NEW YORK • Facebook's enormous audience has long been catnip to advertisers. But the company's vast ecosystem has come under scrutiny this year from major brands, which are increasingly sensitive to the possibility of inadvertently showing up next to objectionable content.
In response to those concerns, Facebook released a new set of rules on Wednesday that outline the types of videos and articles that it will bar from running ads. It also said it would begin disclosing new information to advertisers about where their messages appear on the platform, and on external apps and sites it is partners with.
The rules, which will be enforced by a mix of automation and human review, restrict ads from content that depicts, among other topics, real-world tragedies, "debatable social issues", misappropriation of children's show characters, violence, nudity, gore, drug use and derogatory language. Facebook is extending the guidelines immediately to videos - which the company hopes will become an increasingly lucrative part of its business - and, in the coming months, to articles.
Facebook said users who repeatedly violate its content guidelines, share sensational clickbait or post fake news may lose the ability to run ads.
"There have been concerns that marketers have had that are wide-ranging around digital, and we want to do everything we can to ensure that we are providing the safest environment for publishers, advertisers and for people that utilise the platform," said Ms Carolyn Everson, Facebook's vice-president of global marketing solutions.
The new policies, which closely mimic guidelines established by Google's YouTube, come as advertisers demand more accountability from the Internet giants related to where and how their messages are delivered.
Facebook is this huge, huge, huge platform, and they haven't really been monetising original content in the same way as YouTube has.
MR JOHN MONTGOMERY, executive vice-president for brand safety at GroupM, a media investment group for the advertising giant WPP.
Facebook and Google were criticised during and after the US presidential election for allowing misinformation to spread on their platforms.
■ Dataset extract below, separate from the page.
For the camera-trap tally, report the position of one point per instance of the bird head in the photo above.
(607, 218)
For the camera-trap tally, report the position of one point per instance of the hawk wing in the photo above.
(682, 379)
This year, YouTube had to address advertisers' concerns after messages from major brands like AT&T were discovered on videos that promoted terrorism and hate speech.
The companies are moving quickly to address such issues, particularly as they seek to attract a greater portion of the money earmarked for television advertising to the video content on their sites.
Facebook has enabled hundreds of publishers and individuals to run ads during live video broadcasts in the past year, and the company recently introduced a slate of new shows on a part of its site called "Watch". If the new guidelines encourage people to post more G-rated video content, they are likely to bolster Facebook's pitch to advertisers.
"Facebook is this huge, huge, huge platform, and they haven't really been monetising original content in the same way as YouTube has," said Mr John Montgomery, executive vice-president for brand safety at GroupM, a media investment group for the advertising giant WPP. "What I think is different for Facebook is that this is a much earlier stage for them that they're going into this, and the scale is different in that there will be much, much less content uploaded than those stupefying numbers you hear about on YouTube."
YouTube has said 400 hours of video are added to the site every minute.